In this article, we explore the integration of historical information from every concentration level under the Bayesian generalized linear model via the calibrated power prior. The extensive simulation study reveals that this seemingly “riskier” move can actually yield a more precise \(RI_p\) estimation using the modified distribution-informed calibration process for CPP. We show in the supplementary material that when \(D_h\) and \(D_c\) have different underlying concentration–response relationships, there is still a significant amount of congruent information embedded in the raw data at each concentration group worth leveraging. Our proposed approach is capable of capturing such information and hence outperforming the competitor methods in precision. In the context of aquatic toxicology, \(\textit{KS}\) statistic as a congruence measure is less favored since it tends to either completely borrow or discard the entire historical information, leading to information abuse or loss. \(\textit{Sumdiff}\) is more sensitive to outliers compared to \(\textit{KS}\) statistic. In particular, we recommend \(\textit{Sumdiff}\) + \(A_3\) in calibrating the power parameter because of a consistently more accurate estimation in \(RI_p\) than other possible combinations regardless of the congruence level between \(D_h\) and \(D_c\). The proposed \(A_4\) is more conservative in handling historical variability than \(A_3\), the most risk-tolerant one, due to the geometric mean’s sensitivity to small values. Both of the proposed methods, if not superior, can yield comparative accuracy compared to the existing approaches. For the concentration level resulting in nearly zero reproductive counts (e.g., \(c_k=4\%\) in Fig. 3), calibrating the power parameter becomes unnecessary due to minimal response variability and we suggest setting the power parameter to zero. When overdispersion is present, assuming the reproduction outcomes follow negative-binomial distribution instead of Poisson is recommended, and the proposed calibration method can be easily adapted correspondingly (see supplementary materials for complete steps of algorithms).
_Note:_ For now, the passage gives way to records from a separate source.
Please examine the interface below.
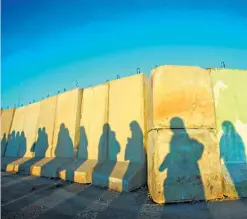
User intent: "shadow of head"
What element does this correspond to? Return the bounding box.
[170,117,186,132]
[129,121,143,137]
[222,120,236,134]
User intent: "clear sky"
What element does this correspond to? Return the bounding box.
[1,0,247,108]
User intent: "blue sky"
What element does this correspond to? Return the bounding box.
[1,0,247,108]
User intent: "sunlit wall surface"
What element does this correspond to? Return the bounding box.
[2,0,247,107]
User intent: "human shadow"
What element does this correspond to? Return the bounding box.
[63,126,88,181]
[18,127,49,174]
[159,117,209,206]
[40,123,74,177]
[1,130,27,171]
[61,123,110,183]
[38,124,119,218]
[94,121,147,219]
[1,133,8,156]
[17,131,27,157]
[4,131,19,157]
[92,123,120,188]
[220,120,246,197]
[123,121,146,190]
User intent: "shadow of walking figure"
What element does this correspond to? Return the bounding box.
[159,117,205,202]
[18,127,49,174]
[220,120,246,197]
[1,133,7,156]
[32,128,49,157]
[55,124,74,158]
[92,124,121,188]
[123,121,146,190]
[18,131,27,157]
[40,123,74,177]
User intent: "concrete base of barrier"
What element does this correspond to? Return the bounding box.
[14,157,45,175]
[148,128,223,204]
[1,157,20,171]
[221,164,247,198]
[30,158,73,178]
[92,161,147,192]
[5,157,33,173]
[58,159,101,183]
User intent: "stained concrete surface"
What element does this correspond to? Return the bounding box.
[1,172,247,219]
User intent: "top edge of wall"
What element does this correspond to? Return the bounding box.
[205,68,247,72]
[109,72,146,83]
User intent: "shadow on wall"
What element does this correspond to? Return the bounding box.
[94,123,120,188]
[1,133,7,156]
[40,123,74,177]
[63,126,89,181]
[123,121,145,189]
[3,130,27,158]
[93,121,145,218]
[220,120,246,196]
[159,117,205,202]
[17,131,27,157]
[18,127,49,173]
[158,117,212,218]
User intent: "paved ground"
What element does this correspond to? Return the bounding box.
[1,172,247,219]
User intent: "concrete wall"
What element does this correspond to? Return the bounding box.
[1,108,15,156]
[148,66,223,204]
[21,102,41,157]
[34,96,58,158]
[51,88,83,158]
[1,65,246,200]
[151,65,216,129]
[78,83,109,161]
[4,106,26,157]
[108,74,147,164]
[209,68,247,198]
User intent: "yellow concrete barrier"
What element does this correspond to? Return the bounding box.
[12,96,57,175]
[150,65,216,129]
[1,108,15,156]
[2,107,26,170]
[148,66,223,204]
[59,83,109,183]
[5,102,41,172]
[92,73,147,192]
[209,68,247,198]
[31,88,83,178]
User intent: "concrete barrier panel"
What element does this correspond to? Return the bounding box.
[59,84,109,183]
[1,108,15,156]
[92,74,147,192]
[12,96,57,175]
[2,107,26,170]
[209,68,247,198]
[4,107,26,157]
[5,102,41,172]
[148,120,223,204]
[31,89,83,178]
[150,66,216,129]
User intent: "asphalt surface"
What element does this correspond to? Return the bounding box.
[1,172,247,219]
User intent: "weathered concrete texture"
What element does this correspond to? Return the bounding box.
[30,89,83,178]
[51,88,82,158]
[209,68,247,198]
[2,107,26,171]
[93,74,147,192]
[5,102,41,173]
[59,83,109,183]
[1,108,15,156]
[14,96,58,175]
[150,66,216,129]
[148,127,223,204]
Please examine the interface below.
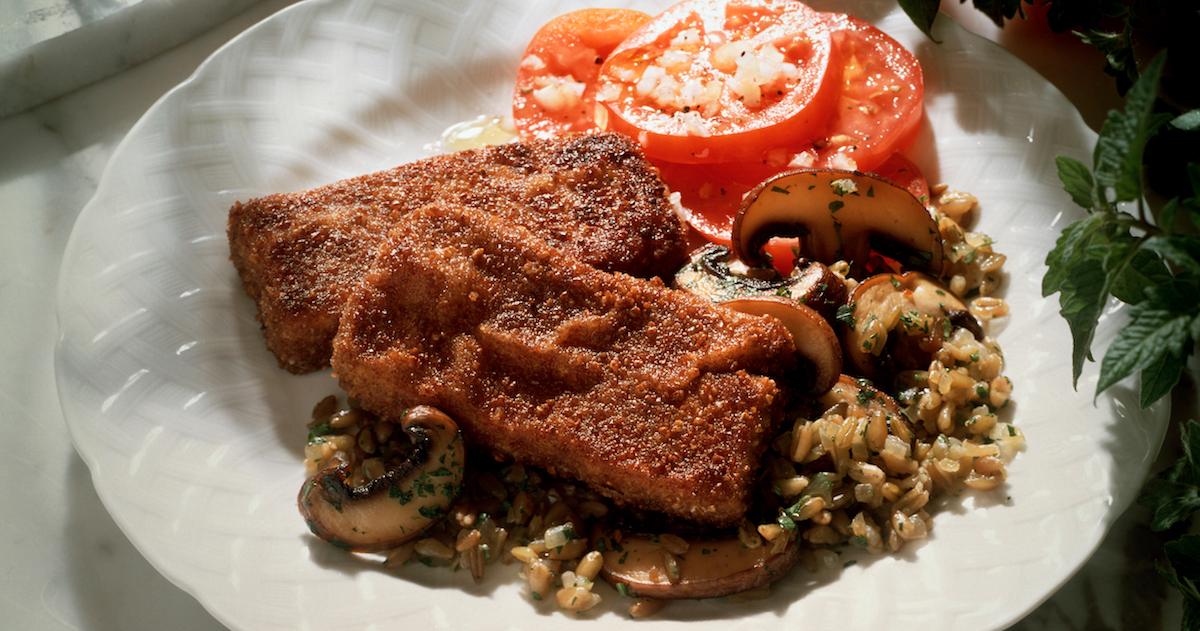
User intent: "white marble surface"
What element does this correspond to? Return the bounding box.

Surprisingly, the simulation study shows that pooling \(D_h\) and \(D_c\) is beneficial in potency estimation when they have strong evidence that supports the transportability in covariate coefficients between \(D_h\) and \(D_c\) but not the intercept \(\beta _0\). We noticed that an increasing \(\beta _0\) always results in a reduced estimation bias for \(RI_p\). When the response is survival rate or reproduction count in aquatic toxicology tests, an increasing \(\beta _0\) is indicative of a more optimal baseline culturing environment. This result suggests that when the control group has high reproduction outcomes, the benefits of borrowing historical information decrease. In addition to the total number of offspring is recorded at the end of experiments, reproductive counts at the daily resolution are available. Modeling daily reproduction and survival responses as functions of time with historical borrowing is also of interest. Borrowing historical information from tests conducted in different laboratories when concentrations are different also requires more flexible techniques to quantify the degree of historical borrowing instead of a simple group-to-group comparison. We leave this for future investigation.